An MIT Technology Review article reviews the optimism in the Chinese AI industry. One area where China is investing is in humanoid robots, and the country has the advantage of access to supply chains and manufacturing sources for EVs, batteries, motors and sensors. A feature of Chinese industry is scale where companies can “iterate fast” compared to Western companies.
Google has made an apparent breakthrough in reinforcement learning for helping language models solve complex reasoning tasks more efficiently. Traditional models generate output sequences one token at a time, with new strategies being explored by making small changes to the next output token. This approach does not work well for reasoning tasks which have many steps. In the approach put forward at Google, an internal neural network controller is introduced that applies changes to activations of artificial neurons in the middle layers of the neural network, giving greater possibilities for solution searches for tasks with long horizons.

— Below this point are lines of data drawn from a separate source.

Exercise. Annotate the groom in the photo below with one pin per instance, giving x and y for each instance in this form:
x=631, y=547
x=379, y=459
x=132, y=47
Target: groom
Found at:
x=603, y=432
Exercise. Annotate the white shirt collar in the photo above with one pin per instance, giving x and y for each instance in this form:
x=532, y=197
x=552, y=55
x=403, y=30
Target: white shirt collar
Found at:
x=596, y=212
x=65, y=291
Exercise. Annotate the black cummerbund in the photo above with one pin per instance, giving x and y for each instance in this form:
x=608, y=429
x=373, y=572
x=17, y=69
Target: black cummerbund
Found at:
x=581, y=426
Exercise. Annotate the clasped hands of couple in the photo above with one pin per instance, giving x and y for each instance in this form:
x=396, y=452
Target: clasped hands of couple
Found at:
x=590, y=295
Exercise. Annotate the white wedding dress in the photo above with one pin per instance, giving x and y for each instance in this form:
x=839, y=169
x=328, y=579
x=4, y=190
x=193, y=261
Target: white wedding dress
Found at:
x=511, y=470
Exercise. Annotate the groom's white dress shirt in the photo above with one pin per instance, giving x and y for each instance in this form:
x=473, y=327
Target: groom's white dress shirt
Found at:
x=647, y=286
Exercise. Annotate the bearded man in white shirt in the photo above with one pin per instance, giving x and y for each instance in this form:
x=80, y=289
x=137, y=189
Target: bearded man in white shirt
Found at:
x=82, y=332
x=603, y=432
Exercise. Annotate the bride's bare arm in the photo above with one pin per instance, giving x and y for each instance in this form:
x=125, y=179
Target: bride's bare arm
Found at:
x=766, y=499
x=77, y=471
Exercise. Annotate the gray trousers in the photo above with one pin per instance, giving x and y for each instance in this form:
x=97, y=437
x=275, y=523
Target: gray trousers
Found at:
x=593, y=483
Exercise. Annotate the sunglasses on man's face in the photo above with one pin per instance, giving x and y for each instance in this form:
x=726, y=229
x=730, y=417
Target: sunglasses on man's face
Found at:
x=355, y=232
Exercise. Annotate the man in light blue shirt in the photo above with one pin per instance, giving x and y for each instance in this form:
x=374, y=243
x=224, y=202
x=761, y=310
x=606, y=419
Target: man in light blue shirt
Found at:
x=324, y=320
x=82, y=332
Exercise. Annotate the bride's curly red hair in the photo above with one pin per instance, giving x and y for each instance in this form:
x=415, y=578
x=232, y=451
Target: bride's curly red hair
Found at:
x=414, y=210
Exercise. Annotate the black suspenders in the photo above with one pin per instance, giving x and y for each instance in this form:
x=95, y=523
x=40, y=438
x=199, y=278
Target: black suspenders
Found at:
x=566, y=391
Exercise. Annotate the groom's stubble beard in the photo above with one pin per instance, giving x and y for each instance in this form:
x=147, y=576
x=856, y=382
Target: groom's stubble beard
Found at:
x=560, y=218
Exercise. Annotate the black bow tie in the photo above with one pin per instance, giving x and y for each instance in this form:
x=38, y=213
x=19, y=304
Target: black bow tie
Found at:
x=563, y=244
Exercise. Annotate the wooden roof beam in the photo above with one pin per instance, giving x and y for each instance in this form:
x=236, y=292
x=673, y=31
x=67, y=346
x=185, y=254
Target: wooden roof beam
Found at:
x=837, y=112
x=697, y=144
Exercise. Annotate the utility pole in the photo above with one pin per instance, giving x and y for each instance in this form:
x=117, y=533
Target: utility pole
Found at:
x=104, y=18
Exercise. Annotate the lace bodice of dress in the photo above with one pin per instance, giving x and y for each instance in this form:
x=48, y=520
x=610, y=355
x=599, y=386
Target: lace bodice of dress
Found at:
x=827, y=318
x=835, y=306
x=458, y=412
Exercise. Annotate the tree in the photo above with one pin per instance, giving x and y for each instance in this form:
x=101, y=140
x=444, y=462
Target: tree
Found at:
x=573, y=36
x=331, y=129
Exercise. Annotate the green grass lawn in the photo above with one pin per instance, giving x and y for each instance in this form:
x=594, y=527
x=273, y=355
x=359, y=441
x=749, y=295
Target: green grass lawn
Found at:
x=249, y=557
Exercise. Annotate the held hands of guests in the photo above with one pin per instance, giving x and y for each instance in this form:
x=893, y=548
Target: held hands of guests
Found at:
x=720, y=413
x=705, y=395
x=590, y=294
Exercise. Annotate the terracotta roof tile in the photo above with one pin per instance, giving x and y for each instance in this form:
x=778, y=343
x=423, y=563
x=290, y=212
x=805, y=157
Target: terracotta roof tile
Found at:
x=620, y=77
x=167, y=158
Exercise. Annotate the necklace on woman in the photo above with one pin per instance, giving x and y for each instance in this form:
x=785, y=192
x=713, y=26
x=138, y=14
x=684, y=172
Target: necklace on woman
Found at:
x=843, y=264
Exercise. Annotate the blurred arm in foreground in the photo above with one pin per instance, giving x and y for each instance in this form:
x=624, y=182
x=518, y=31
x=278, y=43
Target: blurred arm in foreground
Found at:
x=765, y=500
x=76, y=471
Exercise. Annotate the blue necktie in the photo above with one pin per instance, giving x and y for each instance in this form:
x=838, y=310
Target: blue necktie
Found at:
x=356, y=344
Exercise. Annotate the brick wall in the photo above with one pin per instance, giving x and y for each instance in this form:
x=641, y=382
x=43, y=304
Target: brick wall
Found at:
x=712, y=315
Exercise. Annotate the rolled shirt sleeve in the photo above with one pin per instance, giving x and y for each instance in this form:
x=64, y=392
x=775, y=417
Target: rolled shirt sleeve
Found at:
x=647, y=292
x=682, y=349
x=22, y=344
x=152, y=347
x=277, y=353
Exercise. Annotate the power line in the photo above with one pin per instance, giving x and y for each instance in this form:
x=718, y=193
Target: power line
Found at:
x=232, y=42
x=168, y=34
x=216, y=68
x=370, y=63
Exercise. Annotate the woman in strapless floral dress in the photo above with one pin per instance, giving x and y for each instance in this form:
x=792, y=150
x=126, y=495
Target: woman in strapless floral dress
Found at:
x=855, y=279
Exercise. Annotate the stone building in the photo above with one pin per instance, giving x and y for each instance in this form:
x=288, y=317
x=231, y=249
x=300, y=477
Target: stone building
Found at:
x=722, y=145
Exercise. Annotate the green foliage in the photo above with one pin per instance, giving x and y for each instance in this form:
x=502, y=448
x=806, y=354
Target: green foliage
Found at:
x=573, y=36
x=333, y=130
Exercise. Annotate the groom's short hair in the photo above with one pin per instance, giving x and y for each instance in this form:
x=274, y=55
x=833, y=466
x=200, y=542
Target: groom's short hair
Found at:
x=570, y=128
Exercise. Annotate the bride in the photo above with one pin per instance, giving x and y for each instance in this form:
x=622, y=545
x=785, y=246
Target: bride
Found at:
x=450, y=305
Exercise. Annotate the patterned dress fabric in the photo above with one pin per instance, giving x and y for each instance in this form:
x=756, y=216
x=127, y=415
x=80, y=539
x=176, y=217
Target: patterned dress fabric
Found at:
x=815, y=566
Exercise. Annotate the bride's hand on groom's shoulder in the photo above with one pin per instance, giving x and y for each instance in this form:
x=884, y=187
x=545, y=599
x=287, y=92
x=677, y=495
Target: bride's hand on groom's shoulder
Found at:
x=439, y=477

On AI adoption in 2025, Netcall’s CIO, Richard Farrell, says the main mistake made is the large fragmentation of AI tools that have been used within organizations. These tools are often designed to address efficiencies in individual tasks, not efficiencies at the process level. Finally, organizations are losing ground in the fight against AI-assisted cyberattacks. One use of generative AI by criminals is to reverse engineer software patches which allows them to understand the vulnerability that is being patched, and then to launch attacks on organizations which have not applied the patch. Experts recommend applying software patches within 72 hours.
Table of Contents
1. Publishers fear AI search summaries and chatbots mean ‘end of traffic era’
2. The 11 runtime attacks breaking AI security — and how CISOs are stopping them
3. In an AI-perfect world, it’s time to prove you’re human
4. CES showed me why Chinese tech companies feel so optimistic
5. The US imposes 25% tariff on Nvidia’s H200 AI chips headed to China
6. AI dominated the conversation in 2025, CIOs shift gears in 2026
7. X still allowing users to post sexualized images generated by Grok AI tool
8. OpenAI to test ads in ChatGPT in bid to boost revenue
9. How Google’s 'internal RL' could unlock long-horizon AI agents
10. Apple is losing its grip on the world's tech supply chain
1. Publishers fear AI search summaries and chatbots mean ‘end of traffic era’
This Guardian article revisits the fear of media outlets that generative AI chatbots and Google AI Overviews are significantly reducing visits to their Websites.
- Reuters survey of 280 media companies across 51 countries found that the companies expect a fall of 43% in search engine referrals over the next three years.
- Google Search for 2’500 news sites has fallen by 33% globally over the past year. Only publications related to live reporting or current affairs are unaffected by this trend.
- The Reuters Institute also says that media outlets are increasingly pushing journalists to become more like social media content creators.
- There seems to be an emerging consensus that the “traffic era” as a revenue model for new sites is coming to an end.
2. The 11 runtime attacks breaking AI security — and how CISOs are stopping them
Organizations are losing ground in the fight against AI-assisted cyberattacks. The situation is complicated by business executives embracing generative AI and 89% of whom, according to Gartner, are willing to bypass security guidance to meet business objectives.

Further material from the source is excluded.